Cette décision marque un tournant dans l’interminable feuilleton judiciaire entourant Jacob Zuma, déjà emblématique des scandales de corruption et de “capture de l’État” qui ont marqué son mandat (2009-2018).
Depuis plusieurs années, la justice sud-africaine enquête sur le financement par le Trésor public de procès personnels impliquant l’ancien président dans diverses affaires de corruption.

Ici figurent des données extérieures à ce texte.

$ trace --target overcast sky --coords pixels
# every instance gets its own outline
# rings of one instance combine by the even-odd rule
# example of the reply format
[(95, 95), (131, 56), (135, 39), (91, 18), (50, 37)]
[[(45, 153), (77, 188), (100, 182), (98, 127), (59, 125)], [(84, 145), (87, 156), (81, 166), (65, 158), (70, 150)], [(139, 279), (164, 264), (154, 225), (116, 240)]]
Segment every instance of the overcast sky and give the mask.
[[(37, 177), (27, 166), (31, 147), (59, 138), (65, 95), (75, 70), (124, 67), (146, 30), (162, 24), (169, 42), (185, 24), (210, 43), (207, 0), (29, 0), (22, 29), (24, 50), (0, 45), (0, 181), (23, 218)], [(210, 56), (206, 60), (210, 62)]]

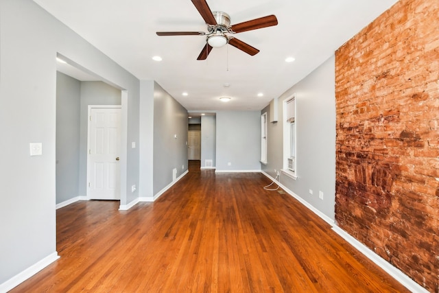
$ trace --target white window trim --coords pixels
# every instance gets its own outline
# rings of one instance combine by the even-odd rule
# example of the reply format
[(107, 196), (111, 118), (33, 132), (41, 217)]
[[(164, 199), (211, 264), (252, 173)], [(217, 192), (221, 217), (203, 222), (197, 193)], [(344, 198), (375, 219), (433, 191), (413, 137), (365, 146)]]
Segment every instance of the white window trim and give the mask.
[[(291, 158), (290, 156), (290, 126), (289, 121), (287, 121), (287, 103), (292, 99), (294, 99), (294, 130), (296, 130), (296, 139), (294, 139), (294, 150), (295, 155), (293, 157), (294, 159), (294, 171), (292, 171), (288, 168), (288, 159)], [(282, 172), (287, 175), (287, 176), (297, 180), (297, 110), (296, 110), (296, 93), (294, 93), (291, 96), (283, 100), (283, 169)]]

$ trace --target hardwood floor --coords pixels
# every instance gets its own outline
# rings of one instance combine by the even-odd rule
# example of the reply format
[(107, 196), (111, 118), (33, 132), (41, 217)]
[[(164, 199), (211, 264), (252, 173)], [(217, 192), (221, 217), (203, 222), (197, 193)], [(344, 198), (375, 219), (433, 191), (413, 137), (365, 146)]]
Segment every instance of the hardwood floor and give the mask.
[(154, 203), (58, 210), (61, 258), (11, 292), (408, 292), (263, 175), (192, 167)]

En 2021, ses avocats avaient tenté de plaider l’absence de responsabilité personnelle, soutenant que Zuma avait agi en qualité de chef d’État et non à titre individuel. Mais la Haute Cour de Pretoria a tranché : Jacob Zuma est pleinement responsable d’avoir détourné de l’argent public pour régler ses propres litiges.
Soixante jours pour rembourser
La décision judiciaire donne désormais 60 jours à Jacob Zuma pour restituer la somme. En cas de non-paiement, la justice pourrait envisager de geler sa pension présidentielle ou d’autres avoirs publics qui lui sont dus.
Interrogé par la presse, l’ancien président est resté évasif :
« Une réunion est prévue avec mes avocats pour discuter de la suite à donner à cette affaire. Nous avons pris rendez-vous avec eux pour faire avancer ce dossier »,
a-t-il déclaré, sans préciser s’il comptait faire appel.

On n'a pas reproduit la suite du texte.